À partir de ce constat, le collectif Génération Précaire a développé un certain nombre de revendications :
 l’ inscription du statut du stagiaire dans le Code du travail ;
 le stage doit retrouver un caractère pédagogique, ainsi l’université ou l’organisme de formation doit contrôler l’adéquation du stage par rapport à la formation ;
 l’entreprise doit respecter un quota de stagiaires, en fonction de son nombre de salarié(e)s ;
 l’instauration d’une rémunération minimale, progressive et assujettie aux cotisations sociales.

Ces trois derniers mois, les stagiaires en lutte ont su développer un mode d’organisation horizontal, et percutant. La division du collectif en 6 pôles (médias, témoignages, études, juridique, politique, mobilisation) a permis d’interpeller les médias, et attaquer de front le gouvernement.

Leur plate-forme revendicative a donc été présentée aux 5 centrales syndicales, au patronat (Medef et CGPME), aux députés et sénateurs. Des rencontres sont en cours avec les ministères de l’Education nationale et de l’Emploi.

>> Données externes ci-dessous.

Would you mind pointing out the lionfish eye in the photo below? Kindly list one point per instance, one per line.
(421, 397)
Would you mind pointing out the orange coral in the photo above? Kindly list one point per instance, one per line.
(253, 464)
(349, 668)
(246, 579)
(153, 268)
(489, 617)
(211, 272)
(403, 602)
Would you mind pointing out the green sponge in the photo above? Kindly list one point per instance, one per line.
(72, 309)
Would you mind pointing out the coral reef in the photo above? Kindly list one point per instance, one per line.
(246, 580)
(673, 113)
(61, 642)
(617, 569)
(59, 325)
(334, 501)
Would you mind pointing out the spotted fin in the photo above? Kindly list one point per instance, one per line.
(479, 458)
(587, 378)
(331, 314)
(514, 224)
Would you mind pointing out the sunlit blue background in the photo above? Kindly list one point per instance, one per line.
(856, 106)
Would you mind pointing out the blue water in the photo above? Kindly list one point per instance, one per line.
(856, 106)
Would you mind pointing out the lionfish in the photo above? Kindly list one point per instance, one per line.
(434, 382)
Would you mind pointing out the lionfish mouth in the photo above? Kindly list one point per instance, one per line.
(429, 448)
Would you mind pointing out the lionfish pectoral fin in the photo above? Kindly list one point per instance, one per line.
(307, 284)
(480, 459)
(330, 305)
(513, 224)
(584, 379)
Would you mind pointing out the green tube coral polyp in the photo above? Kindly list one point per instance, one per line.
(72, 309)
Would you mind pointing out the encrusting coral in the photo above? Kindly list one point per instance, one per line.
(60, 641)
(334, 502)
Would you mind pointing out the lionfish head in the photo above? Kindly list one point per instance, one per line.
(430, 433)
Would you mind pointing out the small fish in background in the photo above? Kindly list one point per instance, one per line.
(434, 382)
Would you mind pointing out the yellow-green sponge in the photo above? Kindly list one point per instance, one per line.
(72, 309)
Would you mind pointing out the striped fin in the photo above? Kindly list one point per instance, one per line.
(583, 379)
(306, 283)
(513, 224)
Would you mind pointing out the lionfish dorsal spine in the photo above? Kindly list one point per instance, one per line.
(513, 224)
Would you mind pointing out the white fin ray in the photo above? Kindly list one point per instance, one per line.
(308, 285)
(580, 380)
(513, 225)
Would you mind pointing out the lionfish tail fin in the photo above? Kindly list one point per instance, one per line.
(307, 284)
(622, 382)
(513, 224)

Le fonctionnement en réseau de Génération Précaire permet le développement de nouveaux collectifs sur d’autres villes de France (Lyon, Lille, Bordeaux, Caen, Toulouse, Strasbourg…) ainsi que d’un réseau européen avec l’Espagne, le Portugal, l’Allemagne et l’Italie en l’occurrence. S’ajoutent les flash mobs, des actions mobiles et rapides, l’occasion de scander une nouvelle fois « nous voulons une loi, pas une charte », action leur permettant d’acquérir un soutien médiatique certain. « Nous sommes motivés et nous irons jusqu’au bout pour faire aboutir nos revendications », ne manque pas de souligner Benoît.

Marie-Au. (AL Paris Sud)

[1extrait du 02-09-05 surgrevedesstagiaires.blog.ca

[2Rapport du Conseil économique et social, juillet 2005.

[3Observatoire de la vie étudiante, 2003.